Heather’s eyes filled. “You almost died.”

“But I didn’t.”

Maze’s gut clenched. As kids, they’d all had hopes and visions of what they wanted to be when they grew up. Walker had wanted to run a bar or restaurant. He’d wanted to be surrounded by friends and be able to take care of them by feeding them. Simple dream, really, but it spoke of his deep-seated need to have those few trusted people in his life close to him. That was all that mattered.

He’d ended up going in a very different direction. Maze wasn’t sure why exactly, but her working theory had always been that he figured giving a shit had never gotten him anywhere, so why try.

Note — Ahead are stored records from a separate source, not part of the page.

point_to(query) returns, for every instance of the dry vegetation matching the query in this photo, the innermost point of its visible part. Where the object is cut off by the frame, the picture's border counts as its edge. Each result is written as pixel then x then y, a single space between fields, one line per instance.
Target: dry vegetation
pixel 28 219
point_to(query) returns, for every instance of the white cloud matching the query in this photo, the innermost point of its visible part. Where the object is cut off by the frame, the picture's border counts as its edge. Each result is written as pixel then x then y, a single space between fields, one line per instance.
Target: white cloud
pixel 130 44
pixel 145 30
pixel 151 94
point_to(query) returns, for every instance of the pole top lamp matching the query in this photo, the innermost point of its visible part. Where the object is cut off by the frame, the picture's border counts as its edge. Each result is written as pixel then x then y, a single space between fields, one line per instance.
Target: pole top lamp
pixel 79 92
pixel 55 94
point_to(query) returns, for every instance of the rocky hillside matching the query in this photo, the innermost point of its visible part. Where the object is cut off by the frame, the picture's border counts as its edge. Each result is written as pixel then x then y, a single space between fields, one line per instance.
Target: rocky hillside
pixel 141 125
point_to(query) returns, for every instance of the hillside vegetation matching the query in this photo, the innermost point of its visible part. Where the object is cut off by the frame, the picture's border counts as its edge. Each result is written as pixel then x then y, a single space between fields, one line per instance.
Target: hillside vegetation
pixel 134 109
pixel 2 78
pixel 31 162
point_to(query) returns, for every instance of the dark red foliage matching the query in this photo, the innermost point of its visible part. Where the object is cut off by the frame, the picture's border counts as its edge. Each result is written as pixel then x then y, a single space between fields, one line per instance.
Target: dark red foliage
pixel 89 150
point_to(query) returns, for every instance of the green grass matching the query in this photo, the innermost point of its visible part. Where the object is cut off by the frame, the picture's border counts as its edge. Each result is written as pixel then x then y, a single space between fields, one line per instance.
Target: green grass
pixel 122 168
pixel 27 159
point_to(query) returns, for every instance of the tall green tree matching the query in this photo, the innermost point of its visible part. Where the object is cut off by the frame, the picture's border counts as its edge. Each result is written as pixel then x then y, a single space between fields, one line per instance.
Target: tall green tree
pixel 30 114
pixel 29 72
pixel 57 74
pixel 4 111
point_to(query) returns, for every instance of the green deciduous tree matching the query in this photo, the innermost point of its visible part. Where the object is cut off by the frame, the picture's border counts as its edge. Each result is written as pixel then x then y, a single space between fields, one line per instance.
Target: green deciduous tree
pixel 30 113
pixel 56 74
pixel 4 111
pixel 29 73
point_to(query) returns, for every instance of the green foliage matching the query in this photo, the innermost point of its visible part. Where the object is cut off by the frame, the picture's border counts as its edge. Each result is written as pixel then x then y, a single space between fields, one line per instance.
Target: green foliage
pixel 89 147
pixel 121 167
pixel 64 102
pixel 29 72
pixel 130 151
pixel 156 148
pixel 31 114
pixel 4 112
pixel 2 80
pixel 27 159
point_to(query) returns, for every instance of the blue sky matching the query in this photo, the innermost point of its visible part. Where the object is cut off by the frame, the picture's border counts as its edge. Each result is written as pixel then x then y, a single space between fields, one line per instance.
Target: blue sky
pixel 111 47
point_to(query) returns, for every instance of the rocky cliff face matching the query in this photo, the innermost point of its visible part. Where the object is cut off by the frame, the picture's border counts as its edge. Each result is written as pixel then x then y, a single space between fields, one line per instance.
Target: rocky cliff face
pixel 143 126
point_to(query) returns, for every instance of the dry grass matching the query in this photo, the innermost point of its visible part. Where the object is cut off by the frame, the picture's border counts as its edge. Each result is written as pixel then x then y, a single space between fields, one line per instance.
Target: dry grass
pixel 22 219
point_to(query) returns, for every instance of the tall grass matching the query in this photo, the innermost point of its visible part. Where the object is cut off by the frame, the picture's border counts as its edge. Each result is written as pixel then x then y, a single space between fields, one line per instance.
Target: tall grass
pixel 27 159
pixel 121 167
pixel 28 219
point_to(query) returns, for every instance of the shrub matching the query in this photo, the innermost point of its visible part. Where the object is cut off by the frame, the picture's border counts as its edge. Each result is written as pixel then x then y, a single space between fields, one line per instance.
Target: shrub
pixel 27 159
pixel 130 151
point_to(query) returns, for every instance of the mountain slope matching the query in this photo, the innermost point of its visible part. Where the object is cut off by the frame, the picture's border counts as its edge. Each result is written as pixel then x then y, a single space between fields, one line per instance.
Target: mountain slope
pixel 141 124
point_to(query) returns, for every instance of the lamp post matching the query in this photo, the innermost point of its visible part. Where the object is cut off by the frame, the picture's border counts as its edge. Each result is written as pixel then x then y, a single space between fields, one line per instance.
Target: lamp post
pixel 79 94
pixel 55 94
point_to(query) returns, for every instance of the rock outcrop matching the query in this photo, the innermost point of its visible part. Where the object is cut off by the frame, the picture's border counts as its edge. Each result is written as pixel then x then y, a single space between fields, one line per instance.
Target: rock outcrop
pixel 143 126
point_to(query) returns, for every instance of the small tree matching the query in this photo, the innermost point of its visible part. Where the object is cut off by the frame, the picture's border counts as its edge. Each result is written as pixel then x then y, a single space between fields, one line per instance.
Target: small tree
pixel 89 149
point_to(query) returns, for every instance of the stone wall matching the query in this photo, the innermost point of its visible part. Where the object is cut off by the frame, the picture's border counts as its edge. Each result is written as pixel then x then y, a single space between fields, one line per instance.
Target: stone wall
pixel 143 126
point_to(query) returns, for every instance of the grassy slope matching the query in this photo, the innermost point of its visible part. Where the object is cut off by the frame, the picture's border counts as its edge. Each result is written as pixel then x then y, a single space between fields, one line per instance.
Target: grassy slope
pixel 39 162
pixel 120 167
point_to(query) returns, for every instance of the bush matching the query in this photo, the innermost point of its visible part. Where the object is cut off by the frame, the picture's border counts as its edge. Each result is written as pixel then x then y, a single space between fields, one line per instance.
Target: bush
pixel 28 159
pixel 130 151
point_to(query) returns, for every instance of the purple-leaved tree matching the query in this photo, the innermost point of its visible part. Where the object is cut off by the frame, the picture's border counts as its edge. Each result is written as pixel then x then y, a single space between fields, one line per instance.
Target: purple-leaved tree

“You almost died?” she asked softly.

He looked pained as he swallowed the last of his muffin. “I’m fine.”

“But—”

“Drop it, Maze,” he said in a warning tone that she imagined probably had all the bad guys’ gonads retreating north.

Good thing she didn’t have gonads. She opened her mouth to tell him that very thing, but Heather pointed to the carefully tended gravesite and said quietly, “I love the wildflowers you planted last year, they’re all blooming now.” Ever their peacemaker. At nineteen, Heather was the youngest, and therefore remembered the least about that long-ago night. She’d never been able to process bad stuff, and the rest of them always shielded her the best they could.

Caitlin smiled her thanks at Heather, but it wasn’t her usual two hundred watt. If Heather was the group’s soul, Caitlin was their heart. “I was out here last week to pull the weeds.” She paused. “Without using Daddy’s tractor.”